Ever since Mr. Chidambaram took office as Home Minister, India has seen a concerted effort to enhance police staffing. In December 2008, the National Crime Records Bureau reported, India had 1.13 million police personnel — about 128 for every 1,00,000 people, just over half the United Nations-recommended norm for peaceful societies facing no major challenges. The government now claims that the public-police ratio has risen to 1,00,000:161.78. The figures have aroused some scepticism, implying that 3,84,000 personnel have been hired in just 18 months — not counting the replacement of those who retired or were otherwise lost.

Leaving aside the statistical dispute, though, it is clear many Maoist-hit States are not the beneficiaries of force expansion. Bihar still has just 85,545 posts, of which 23,889 are vacant. That means there are 74.29 officers for every 1,00,000 population. Orissa still has just 135.8, and West Bengal just 100. Elsewhere, the increases are more marked, but still well short of international norms. Jharkhand, which had just 136 police personnel per 1,00,000 population five years ago, now has 206.98, according to the Union Home Ministry. Chhattisgarh's police-population ratio too has risen from 128 to 226.3: 1,00,000.

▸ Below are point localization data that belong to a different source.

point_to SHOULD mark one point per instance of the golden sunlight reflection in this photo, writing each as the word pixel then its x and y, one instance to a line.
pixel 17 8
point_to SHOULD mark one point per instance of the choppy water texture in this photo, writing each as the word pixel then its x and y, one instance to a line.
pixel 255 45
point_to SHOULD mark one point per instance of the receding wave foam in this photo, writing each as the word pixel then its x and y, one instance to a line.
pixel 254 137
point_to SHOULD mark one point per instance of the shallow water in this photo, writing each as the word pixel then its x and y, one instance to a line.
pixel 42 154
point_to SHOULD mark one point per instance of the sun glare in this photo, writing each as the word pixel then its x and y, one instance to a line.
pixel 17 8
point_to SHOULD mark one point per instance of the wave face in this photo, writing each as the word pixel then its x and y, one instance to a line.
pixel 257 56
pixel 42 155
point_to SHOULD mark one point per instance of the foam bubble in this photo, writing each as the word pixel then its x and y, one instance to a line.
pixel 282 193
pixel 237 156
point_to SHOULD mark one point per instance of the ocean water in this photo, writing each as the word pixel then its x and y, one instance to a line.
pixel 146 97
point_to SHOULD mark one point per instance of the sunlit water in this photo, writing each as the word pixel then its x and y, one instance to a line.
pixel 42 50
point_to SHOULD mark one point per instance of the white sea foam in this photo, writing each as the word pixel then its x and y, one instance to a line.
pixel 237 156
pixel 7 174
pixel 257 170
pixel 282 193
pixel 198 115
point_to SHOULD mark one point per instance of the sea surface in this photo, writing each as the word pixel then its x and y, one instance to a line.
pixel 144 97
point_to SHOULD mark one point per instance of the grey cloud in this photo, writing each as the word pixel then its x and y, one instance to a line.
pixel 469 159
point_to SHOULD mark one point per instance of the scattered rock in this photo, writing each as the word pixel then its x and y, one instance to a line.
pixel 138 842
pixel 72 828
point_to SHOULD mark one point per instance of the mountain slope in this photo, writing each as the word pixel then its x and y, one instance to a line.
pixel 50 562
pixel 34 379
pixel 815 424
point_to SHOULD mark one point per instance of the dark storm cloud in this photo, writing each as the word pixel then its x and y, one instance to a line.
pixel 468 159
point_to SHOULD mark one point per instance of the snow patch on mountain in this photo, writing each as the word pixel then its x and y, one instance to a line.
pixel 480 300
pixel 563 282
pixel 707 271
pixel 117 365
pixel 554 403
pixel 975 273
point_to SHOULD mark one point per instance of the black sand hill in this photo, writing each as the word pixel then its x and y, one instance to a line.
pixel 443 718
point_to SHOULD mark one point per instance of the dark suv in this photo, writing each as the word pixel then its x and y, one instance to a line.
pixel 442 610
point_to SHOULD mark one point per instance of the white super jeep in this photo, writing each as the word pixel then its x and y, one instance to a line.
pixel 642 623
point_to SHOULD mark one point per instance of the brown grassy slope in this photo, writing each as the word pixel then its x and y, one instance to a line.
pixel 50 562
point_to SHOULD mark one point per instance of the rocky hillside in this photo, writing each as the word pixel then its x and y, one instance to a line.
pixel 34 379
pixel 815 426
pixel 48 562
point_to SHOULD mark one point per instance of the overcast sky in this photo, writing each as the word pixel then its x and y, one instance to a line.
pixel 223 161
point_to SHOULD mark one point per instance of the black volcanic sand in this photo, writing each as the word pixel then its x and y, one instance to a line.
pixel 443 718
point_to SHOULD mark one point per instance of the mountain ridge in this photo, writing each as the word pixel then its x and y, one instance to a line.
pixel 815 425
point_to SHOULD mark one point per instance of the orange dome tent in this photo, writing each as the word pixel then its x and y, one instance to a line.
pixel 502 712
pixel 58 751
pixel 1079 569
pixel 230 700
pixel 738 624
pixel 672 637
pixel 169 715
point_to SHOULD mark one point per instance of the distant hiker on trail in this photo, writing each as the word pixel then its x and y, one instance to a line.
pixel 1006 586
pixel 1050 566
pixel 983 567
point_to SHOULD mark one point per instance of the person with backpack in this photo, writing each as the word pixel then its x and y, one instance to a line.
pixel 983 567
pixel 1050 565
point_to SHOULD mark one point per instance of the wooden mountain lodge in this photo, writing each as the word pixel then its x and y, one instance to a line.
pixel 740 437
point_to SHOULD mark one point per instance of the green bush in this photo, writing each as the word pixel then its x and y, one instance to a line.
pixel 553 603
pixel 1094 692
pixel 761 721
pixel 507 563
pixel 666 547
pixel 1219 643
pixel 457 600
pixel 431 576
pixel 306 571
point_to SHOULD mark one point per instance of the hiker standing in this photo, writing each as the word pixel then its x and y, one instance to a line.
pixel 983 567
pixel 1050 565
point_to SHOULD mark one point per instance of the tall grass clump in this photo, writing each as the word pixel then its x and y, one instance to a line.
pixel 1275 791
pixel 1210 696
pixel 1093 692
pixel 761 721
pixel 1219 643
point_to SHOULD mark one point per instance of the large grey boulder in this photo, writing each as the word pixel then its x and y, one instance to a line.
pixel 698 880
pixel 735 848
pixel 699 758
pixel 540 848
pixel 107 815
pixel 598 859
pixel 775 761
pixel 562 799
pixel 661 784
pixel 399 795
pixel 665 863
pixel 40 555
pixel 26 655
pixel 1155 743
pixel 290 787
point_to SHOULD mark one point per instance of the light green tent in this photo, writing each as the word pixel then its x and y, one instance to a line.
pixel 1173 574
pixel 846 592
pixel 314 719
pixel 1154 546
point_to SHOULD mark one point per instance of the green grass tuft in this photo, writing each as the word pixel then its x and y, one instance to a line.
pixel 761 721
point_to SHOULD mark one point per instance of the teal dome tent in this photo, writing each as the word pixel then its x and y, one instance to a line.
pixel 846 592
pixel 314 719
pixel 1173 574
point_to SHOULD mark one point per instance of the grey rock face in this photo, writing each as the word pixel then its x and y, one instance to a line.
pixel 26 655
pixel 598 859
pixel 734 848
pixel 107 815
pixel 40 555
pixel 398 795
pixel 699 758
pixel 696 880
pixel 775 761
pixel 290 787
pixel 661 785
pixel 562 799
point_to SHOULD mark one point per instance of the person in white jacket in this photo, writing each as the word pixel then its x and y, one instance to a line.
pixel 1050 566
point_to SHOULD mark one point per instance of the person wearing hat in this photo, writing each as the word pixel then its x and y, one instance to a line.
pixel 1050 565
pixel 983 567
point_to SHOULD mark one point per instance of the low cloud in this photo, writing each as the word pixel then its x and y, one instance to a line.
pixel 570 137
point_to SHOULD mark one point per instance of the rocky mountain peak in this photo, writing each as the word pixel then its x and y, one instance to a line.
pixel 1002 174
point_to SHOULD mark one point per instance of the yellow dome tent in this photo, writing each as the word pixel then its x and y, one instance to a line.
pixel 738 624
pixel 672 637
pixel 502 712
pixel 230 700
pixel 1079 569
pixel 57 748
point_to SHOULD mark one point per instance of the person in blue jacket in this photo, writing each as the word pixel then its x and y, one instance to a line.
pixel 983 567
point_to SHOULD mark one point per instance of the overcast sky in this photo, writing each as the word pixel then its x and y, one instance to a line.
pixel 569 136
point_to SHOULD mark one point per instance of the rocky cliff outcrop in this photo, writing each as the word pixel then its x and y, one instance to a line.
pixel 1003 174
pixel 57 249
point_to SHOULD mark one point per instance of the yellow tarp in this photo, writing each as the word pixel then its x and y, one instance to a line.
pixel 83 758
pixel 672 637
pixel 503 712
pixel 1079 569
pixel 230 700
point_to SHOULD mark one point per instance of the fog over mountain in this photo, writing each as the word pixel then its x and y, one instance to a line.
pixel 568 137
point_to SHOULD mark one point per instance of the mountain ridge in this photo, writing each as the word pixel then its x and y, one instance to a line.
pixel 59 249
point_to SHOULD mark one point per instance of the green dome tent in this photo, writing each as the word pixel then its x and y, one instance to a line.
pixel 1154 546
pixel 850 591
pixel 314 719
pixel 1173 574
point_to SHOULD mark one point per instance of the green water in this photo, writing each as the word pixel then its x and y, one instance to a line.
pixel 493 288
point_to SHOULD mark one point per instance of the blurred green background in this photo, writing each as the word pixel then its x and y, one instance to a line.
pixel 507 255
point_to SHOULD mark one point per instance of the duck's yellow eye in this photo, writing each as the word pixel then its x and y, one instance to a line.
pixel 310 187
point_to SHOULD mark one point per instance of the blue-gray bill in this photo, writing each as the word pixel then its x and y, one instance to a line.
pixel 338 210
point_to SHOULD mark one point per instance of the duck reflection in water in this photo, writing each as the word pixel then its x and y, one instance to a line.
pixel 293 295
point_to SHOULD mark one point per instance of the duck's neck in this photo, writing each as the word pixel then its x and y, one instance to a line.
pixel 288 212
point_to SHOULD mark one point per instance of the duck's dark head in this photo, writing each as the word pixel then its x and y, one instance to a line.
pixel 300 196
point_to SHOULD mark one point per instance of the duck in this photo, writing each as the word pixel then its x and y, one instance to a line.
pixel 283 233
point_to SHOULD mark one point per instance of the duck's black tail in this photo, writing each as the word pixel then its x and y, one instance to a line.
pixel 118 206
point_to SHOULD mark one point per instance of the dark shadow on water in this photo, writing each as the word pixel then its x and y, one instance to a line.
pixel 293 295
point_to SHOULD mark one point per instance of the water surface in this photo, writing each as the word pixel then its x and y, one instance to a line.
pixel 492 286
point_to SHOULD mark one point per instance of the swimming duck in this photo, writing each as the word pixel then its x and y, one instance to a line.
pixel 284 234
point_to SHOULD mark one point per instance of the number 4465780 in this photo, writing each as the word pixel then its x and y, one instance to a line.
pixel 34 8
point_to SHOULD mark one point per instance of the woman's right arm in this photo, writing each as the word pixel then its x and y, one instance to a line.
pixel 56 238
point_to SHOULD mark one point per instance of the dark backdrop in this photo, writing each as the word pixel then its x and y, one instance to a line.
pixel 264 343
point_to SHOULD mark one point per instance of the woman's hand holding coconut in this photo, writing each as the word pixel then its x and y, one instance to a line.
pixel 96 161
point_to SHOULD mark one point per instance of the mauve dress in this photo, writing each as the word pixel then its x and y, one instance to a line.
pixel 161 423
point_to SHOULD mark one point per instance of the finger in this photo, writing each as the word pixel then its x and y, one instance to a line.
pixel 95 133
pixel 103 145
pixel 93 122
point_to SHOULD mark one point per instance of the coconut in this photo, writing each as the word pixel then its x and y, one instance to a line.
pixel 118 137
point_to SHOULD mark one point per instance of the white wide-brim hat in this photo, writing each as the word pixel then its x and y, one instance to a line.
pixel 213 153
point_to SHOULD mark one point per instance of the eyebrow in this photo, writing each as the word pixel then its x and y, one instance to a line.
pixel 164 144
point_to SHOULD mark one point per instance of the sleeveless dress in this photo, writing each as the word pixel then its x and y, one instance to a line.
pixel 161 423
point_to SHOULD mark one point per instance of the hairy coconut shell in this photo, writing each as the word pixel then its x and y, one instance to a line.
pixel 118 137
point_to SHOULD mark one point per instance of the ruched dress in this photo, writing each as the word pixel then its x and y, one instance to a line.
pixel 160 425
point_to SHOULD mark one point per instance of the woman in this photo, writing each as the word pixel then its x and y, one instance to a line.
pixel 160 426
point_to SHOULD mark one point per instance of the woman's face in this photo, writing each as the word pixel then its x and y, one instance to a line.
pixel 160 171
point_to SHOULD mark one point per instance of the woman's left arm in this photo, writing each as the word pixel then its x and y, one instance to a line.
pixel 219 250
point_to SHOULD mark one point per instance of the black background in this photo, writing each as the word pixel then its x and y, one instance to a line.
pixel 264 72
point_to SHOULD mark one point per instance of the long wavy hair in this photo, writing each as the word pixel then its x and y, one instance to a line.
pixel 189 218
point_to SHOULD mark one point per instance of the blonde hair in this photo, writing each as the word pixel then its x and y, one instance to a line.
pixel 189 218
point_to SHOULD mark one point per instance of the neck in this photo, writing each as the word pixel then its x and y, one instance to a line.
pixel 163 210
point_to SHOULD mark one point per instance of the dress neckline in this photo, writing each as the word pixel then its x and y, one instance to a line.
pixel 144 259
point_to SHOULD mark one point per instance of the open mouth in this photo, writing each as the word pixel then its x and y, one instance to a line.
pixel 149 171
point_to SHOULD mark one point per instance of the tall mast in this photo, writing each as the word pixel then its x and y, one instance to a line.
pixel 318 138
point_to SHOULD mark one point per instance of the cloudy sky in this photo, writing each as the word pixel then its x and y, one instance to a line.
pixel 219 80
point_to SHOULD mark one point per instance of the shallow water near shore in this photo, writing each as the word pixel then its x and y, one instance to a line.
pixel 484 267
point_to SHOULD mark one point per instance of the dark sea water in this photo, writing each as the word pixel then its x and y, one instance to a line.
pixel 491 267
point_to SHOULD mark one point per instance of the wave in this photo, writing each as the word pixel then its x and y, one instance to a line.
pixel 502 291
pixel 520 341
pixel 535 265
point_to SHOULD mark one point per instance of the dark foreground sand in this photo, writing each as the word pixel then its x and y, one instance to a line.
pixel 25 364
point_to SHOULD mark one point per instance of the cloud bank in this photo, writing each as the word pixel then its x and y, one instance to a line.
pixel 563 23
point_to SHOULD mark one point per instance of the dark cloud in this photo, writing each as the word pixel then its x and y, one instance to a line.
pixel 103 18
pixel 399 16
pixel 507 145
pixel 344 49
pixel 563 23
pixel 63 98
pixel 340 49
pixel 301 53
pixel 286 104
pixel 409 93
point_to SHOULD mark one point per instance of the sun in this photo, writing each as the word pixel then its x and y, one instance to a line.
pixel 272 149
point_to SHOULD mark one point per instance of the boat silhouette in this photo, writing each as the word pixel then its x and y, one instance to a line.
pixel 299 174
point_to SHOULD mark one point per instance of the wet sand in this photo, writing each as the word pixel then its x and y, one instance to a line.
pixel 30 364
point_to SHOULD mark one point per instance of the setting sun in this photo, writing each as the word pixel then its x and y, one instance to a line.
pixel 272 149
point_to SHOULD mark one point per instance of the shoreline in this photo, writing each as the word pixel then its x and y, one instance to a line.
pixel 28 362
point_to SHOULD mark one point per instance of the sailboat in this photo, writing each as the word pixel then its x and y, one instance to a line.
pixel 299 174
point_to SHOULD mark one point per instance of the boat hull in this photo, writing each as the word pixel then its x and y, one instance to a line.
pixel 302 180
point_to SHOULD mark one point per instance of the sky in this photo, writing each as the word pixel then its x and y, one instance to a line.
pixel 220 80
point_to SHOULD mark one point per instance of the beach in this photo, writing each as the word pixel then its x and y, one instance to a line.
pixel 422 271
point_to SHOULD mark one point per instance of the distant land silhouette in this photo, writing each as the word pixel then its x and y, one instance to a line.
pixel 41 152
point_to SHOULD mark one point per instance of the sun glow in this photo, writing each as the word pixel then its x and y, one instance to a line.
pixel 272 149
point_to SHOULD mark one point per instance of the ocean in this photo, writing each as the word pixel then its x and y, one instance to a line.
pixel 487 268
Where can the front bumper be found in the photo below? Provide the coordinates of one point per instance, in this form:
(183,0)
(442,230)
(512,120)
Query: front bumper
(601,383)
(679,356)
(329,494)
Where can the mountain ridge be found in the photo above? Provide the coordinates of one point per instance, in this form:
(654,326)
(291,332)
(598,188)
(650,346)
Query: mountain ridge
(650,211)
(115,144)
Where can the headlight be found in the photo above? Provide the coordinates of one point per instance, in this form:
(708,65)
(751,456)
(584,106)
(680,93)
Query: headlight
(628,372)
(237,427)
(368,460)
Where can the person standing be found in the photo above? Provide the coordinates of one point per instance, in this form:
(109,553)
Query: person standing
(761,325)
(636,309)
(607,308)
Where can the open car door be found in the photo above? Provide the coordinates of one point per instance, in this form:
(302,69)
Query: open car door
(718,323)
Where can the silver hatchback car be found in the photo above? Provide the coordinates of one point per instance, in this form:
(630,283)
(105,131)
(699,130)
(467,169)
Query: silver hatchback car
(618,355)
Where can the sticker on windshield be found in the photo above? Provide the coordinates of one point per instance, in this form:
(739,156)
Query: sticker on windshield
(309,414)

Moreover, force expansion is not solving the problem it was intended for. Nagaland, which now has a staggering 1,677.3 police personnel for every 1,00,000 population, Jammu and Kashmir 742.3, and Manipur 669.6 — some of the highest population to force ratios in India — but none has succeeded in relieving the military of counter-insurgency responsibilities. Mizoram, which has no insurgency, has 1,268.6 police personnel per 1,00,000 population, suggesting that the problem in essence is serving employment-generation imperatives.

Even if all States were to expand their forces to these levels, it is far from clear if the facilities and instructors exist to make the recruitment meaningful. The benefits of facilities like Chhattisgarh's school of jungle warfare at Kanker are evident. From January to June this year, the Chhattisgarh police claimed to have killed 37 Maoist insurgents, compared to just 10 by the CRPF, eight of those in joint operations. Notably, the police lost 29 men in combat, as against 117 fatalities suffered by the CRPF. Few governments, though, have followed its lead. In his speech, Mr. Chidambaram announced that nine counter-insurgency and anti-terrorism schools would be up and running this year, each equipped to train 1,000 personnel a year. He made clear, though, that these schools would in no way meet the needs of India's burgeoning forces.

“We hope,” Union Home Secretary G.K. Pillai said in 2009, as the CRPF began to surge deep into Chhattisgarh, “that literally within 30 days of the security forces moving in and dominating the area, we should be able to restore civil administration there.” New Delhi hoped that an ill-trained CRPF would help fix a problem ill-trained police forces weren't able to deal with. The price of that Panglossian optimism has been paid with blood. Both New Delhi and the States need to get down to the hard work needed to build credible counter-insurgency forces — and, meanwhile, consider strategies that are consistent with their capabilities.